Dans une lettre adressée aux membres du conseil de sécurité tant provincial que national, ainsi qu’aux représentants des organisations internationales ce mercredi 12 février 2025, la société civile du Sud-Kivu alerte sur les risques de violence dans les jours à venir dans la ville de Bukavu.
Soulignant la progression croissante de l’ennemi vers le Sud-Kivu et craignant un bain de sang suivi d’un déplacement massif des populations, la société civile s’inquiète des risques de pertes en vies humaines dans la ville de Bukavu comme cela a été le cas lors de la prise de la ville voisine de Goma.
« Nous ne voulons pas que la même situation qui s’est produite à Bunagana, à Goma et dans le territoire de Kalehe soit identique dans notre ville de Bukavu » déclare-t-elle.
Dans cette lettre, la Société Civile a également manifesté son inquiétude par rapport à la capacité des forces armées de la république démocratique du congo (FARDC) à protéger les populations civiles en cas d’affrontements dans la ville de Bukavu et ses environs.

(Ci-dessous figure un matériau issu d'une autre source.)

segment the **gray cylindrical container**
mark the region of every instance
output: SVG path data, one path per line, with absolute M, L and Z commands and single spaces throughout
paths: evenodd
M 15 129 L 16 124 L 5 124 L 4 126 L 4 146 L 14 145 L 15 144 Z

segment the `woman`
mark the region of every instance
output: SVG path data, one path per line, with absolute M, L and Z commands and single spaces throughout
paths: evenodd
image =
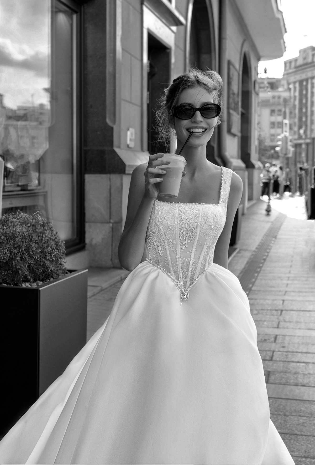
M 222 80 L 192 71 L 165 91 L 186 175 L 158 199 L 163 154 L 132 173 L 119 247 L 132 270 L 107 321 L 0 443 L 6 463 L 294 463 L 269 419 L 248 299 L 228 269 L 242 181 L 206 159 Z
M 262 173 L 260 175 L 261 178 L 262 197 L 268 195 L 270 199 L 270 183 L 271 180 L 271 175 L 270 172 L 270 163 L 266 163 L 262 170 Z

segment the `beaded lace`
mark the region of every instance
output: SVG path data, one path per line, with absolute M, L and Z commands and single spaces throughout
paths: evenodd
M 153 204 L 145 238 L 147 260 L 167 275 L 180 292 L 181 304 L 213 263 L 225 223 L 232 171 L 221 167 L 218 204 Z

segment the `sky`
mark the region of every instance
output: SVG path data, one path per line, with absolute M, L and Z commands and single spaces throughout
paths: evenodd
M 50 0 L 0 0 L 0 93 L 5 106 L 49 103 Z M 48 14 L 47 14 L 48 13 Z
M 315 0 L 281 0 L 281 9 L 288 31 L 284 37 L 286 51 L 281 58 L 260 61 L 259 77 L 282 78 L 285 60 L 298 56 L 302 48 L 315 46 Z

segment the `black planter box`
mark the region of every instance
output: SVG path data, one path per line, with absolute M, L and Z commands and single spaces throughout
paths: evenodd
M 86 342 L 87 270 L 37 287 L 0 286 L 0 432 L 7 432 Z

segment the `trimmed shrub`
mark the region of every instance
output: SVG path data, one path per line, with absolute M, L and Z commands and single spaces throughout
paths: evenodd
M 31 286 L 68 272 L 65 243 L 39 212 L 0 218 L 0 284 Z

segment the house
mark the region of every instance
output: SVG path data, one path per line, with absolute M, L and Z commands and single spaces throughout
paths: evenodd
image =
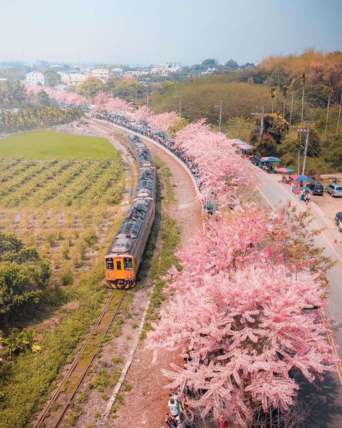
M 43 73 L 31 71 L 26 74 L 26 82 L 36 86 L 43 86 L 45 83 L 44 75 Z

« Si les forces ou les moyens ne nous permettent pas d’assurer la protection des civils, nous pensons qu’il ne serait pas sage d’engager des affrontements si une fois l’ennemi fait son entrée dans la ville de Bukavu »
Dans le même esprit, Mgr François-Xavier Maroyi Rusengo, Archevêque de Bukavu aurait déjà lancé le même appel et aurait exhorté aussi les parties en conflit de cesser les hostilités en privilégiant le dialogue et la négociation.
La situation explosive à l’Est de nécessite urgemment que les autorités prennent conscience pour que la paix soit instaurée éviter le pire dans les jours à venir.